I’ve said many times before how much I love Heroku. Though they’ve had an unusually large amount of downtime this week (~1 hour), I’m still loving their service. One of the applications that we’re building is expecting a large wave of traffic shortly following a blitz PR campaign. The golden question of the hour is: How much traffic can we handle?
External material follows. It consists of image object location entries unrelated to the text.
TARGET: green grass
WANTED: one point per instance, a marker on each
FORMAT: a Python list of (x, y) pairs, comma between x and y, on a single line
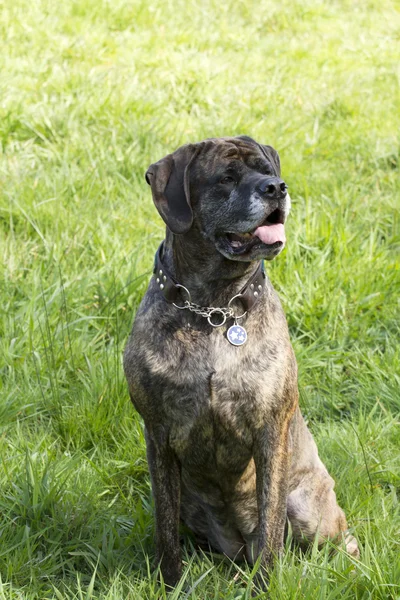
[(92, 92)]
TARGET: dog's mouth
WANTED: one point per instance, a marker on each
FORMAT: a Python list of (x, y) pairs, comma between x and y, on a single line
[(269, 235)]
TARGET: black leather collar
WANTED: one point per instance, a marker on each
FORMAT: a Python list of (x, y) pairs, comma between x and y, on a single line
[(248, 295)]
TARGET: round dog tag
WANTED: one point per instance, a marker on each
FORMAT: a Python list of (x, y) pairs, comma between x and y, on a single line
[(236, 335)]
Currently we’re on the Koi 1 plan, which gives us a 20GB database (shared) and 1 dyno. A “dyno” is basically 1 concurrent request. It’s very similar to a super market. You get in line and you are served in the order in which you came. If some jackass has a cartload of Natural Light & Cheeze Whiz in front of you, you’re gonna have to wait a while. Adding another Dyno is like opening a 2nd lane.
The key to good performance on Heroku is to watch the Queue Depth. If you ever reach too many people in the queue at one time your app will stop serving up requests past that mark, you’ll get a Backlog Too Deep error. I’m not sure what the limit is, but I’m guessing it’s around 100 (which is HUGE).
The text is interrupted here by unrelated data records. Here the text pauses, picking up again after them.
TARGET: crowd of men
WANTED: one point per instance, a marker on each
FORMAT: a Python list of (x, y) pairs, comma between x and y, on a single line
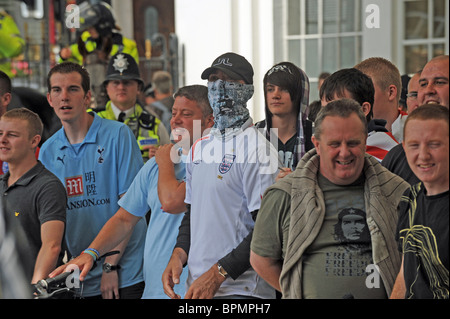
[(308, 203)]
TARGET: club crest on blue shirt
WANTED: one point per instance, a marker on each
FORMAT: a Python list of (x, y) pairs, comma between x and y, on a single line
[(226, 164)]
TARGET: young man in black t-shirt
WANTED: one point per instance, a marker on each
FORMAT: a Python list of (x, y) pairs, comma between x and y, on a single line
[(423, 226)]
For more information on Heroku performance, see their excellent docs.
To perform my tests I’m using 2 tools: Apache Bench & New Relic RPM. Both are stellar.
Test 1: Serving up the landing page (1 Dyno, 5000 requests, 20 at a time)
This is a simple GET request that the Heroku routing mesh likely caches heavily. There’s no database queries on the homepage and no logic.
Requests: 5000Concurrency: 20# of Requests/Sec: 85
This is pretty darn good. 50% of the requests are served in under 300ms and the max request took less than 1 second. No requests failed.
Test 2: A simple API read operation (1 Dyno, 5000 requests, 20 at a time)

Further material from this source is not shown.